O tempo não seria aquilo que acontece na realidade. O tempo, ao contrário, seria o que acontece dentro da cabeça de cada pessoa, uma percepção individual e intransferível do próprio tempo. Assim, acreditar que as pessoas vivem num único tempo, a clássica noção de passado-presente, não passa de um tremendo equívoco.
Essa é a essência da idéia apresentada pelo escritor norte-americano William Faulkner (1897 - 1962) no romance ''O Som e a Fúria'', lançado pela editora Cosac & Naify. Obra mais radical e complexa do autor, ela transforma o tempo num personagem sombrio e exímio construtor de labirintos.
Diz a lenda que após ter seu terceiro romance recusado por diversas editoras, Faulkner caiu em depressão. Isolou-se em casa e começou escrever um novo livro desprezando a necessidade de publicação. Não tinha nenhum plano para a obra, acreditava que a história seria desenvolvida com o próprio desenrolar da narrativa. Desse processo nasceu, em 1929, ''O Som e a Fúria''.

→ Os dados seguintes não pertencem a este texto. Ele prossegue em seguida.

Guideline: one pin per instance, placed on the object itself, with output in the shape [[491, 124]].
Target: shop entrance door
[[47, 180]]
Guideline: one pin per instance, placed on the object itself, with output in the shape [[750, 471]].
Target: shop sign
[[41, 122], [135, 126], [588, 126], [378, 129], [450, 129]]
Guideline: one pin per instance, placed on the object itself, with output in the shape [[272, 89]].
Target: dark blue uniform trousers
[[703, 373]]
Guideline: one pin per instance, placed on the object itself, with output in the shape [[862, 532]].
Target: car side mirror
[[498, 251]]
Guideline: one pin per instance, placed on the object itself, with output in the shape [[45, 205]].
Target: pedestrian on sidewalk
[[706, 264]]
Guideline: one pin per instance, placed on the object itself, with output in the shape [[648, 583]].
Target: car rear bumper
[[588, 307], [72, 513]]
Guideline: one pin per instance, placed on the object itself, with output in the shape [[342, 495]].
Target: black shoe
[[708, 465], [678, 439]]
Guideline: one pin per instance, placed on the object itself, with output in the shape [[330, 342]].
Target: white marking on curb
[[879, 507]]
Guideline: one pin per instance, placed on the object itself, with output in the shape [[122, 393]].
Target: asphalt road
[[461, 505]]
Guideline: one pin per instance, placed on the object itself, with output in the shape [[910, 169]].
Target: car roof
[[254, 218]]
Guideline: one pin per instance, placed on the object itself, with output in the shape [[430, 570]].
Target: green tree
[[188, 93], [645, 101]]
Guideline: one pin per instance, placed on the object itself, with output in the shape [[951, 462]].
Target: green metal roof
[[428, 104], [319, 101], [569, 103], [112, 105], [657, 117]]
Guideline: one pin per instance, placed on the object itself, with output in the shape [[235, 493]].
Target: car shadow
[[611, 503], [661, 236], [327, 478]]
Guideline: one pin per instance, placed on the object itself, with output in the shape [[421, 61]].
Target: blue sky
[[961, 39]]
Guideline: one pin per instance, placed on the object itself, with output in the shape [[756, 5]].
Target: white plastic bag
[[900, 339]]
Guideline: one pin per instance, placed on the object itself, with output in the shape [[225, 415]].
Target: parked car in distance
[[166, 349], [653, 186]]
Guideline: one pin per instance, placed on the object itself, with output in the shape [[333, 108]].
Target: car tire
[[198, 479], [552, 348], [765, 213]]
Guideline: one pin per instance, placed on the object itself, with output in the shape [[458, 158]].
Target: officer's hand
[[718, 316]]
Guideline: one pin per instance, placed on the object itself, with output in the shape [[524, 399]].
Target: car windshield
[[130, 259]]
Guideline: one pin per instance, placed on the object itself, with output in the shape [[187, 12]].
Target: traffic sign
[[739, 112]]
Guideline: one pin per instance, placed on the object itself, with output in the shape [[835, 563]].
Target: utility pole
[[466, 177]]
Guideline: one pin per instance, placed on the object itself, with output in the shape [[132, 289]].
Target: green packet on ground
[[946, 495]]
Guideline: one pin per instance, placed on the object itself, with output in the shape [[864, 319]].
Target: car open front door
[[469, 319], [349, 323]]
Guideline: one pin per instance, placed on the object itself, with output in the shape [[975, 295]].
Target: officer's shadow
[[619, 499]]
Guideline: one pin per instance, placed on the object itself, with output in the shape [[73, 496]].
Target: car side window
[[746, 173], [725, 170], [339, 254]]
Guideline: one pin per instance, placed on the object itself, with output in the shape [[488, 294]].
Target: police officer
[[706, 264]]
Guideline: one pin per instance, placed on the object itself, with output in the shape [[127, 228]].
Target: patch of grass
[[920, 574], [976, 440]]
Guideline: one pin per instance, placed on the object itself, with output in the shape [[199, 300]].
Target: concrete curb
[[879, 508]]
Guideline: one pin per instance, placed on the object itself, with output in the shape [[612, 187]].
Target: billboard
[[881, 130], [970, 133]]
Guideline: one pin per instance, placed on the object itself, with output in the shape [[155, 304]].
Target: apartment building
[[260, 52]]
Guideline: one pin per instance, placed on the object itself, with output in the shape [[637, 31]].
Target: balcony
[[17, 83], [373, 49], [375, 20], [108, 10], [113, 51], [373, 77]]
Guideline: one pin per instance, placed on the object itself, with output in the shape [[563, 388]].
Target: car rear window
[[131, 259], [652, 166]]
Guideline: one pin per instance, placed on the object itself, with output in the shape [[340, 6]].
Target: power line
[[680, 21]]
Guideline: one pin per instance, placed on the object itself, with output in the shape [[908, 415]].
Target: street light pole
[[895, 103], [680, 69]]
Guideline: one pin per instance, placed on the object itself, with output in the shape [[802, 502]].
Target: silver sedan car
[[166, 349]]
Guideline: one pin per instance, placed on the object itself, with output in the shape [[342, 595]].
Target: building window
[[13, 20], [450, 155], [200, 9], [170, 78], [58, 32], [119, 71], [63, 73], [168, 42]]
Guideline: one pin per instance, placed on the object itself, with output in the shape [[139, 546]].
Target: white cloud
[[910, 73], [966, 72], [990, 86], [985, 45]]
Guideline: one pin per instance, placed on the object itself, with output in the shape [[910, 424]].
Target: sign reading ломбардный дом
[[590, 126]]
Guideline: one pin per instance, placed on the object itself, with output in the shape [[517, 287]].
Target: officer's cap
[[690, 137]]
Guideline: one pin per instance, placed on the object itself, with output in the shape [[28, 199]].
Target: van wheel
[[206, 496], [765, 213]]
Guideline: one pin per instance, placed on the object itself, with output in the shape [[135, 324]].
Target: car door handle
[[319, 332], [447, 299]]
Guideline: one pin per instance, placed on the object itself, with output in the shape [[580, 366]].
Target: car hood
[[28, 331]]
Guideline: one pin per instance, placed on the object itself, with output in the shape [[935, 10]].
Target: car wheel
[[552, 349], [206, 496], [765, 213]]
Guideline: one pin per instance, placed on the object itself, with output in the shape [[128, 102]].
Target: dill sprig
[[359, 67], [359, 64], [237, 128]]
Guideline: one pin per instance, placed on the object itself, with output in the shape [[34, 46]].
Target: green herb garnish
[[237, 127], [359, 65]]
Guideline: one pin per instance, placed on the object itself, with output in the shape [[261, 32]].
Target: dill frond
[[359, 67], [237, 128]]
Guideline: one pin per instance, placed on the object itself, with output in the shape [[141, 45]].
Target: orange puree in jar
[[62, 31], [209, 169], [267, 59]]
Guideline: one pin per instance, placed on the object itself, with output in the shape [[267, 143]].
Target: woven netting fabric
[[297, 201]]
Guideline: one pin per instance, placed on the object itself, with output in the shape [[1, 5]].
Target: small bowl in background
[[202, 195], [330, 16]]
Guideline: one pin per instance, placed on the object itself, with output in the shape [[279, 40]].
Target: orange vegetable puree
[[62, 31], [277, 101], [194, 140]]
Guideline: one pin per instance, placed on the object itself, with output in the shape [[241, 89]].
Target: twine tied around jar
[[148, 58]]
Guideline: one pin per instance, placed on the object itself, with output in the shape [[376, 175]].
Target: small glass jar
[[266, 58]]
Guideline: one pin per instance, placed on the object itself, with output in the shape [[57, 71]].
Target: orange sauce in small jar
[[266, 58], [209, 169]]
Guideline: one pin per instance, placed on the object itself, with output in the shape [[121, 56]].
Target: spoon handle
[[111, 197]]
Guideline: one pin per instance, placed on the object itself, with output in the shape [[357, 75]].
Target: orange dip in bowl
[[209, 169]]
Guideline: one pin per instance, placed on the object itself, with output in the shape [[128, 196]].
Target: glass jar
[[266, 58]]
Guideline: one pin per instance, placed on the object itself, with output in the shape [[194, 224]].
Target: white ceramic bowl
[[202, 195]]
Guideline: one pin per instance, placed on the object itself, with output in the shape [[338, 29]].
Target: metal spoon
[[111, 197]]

O romance narra o processo de decadência e extinção de uma tradicional família da região sul dos Estados Unidos numa época em que as feridas deixadas pela escravidão eram gritantes. A família é formada pelo casal Jason (o pai que passa os dias enchendo a cara) e Caroline (a mãe que vive doente reclamando da vida), e pelos filhos Maury, Quentin, Candace e Jason.
A obra é dividida em quatro blocos, cada um deles apresentado sob o ponto de vista de um narrador diferente. A estrutura sugere tratar-se de quatro visões do mesmo um acontecimento, onde cada narrador insere informações complementares construindo lentamente uma teia.
O primeiro bloco é narrado por Maury (ou Benjy), um deficiente mental que só se expressa através do choro. O texto apresenta a visão de um garoto de três anos no corpo de um homem de 33 anos, um registro da memória emocional. Capaz de desnortear o leitor, a narrativa oferece fragmentos de acontecimento sem nenhuma espécie de coerência ou interpretação.
O segundo bloco é narrado Quentin, o único filho da família a conseguir entrar na universidade. Retrata os pensamentos de Quentin durante seu último dia de vida, pouco antes de cometer suicídio atirando-se num rio. Fazendo uso da técnica chamada ''fluxo de consciência'', Faulkner retrata o nó mental de personagem de maneira delirante.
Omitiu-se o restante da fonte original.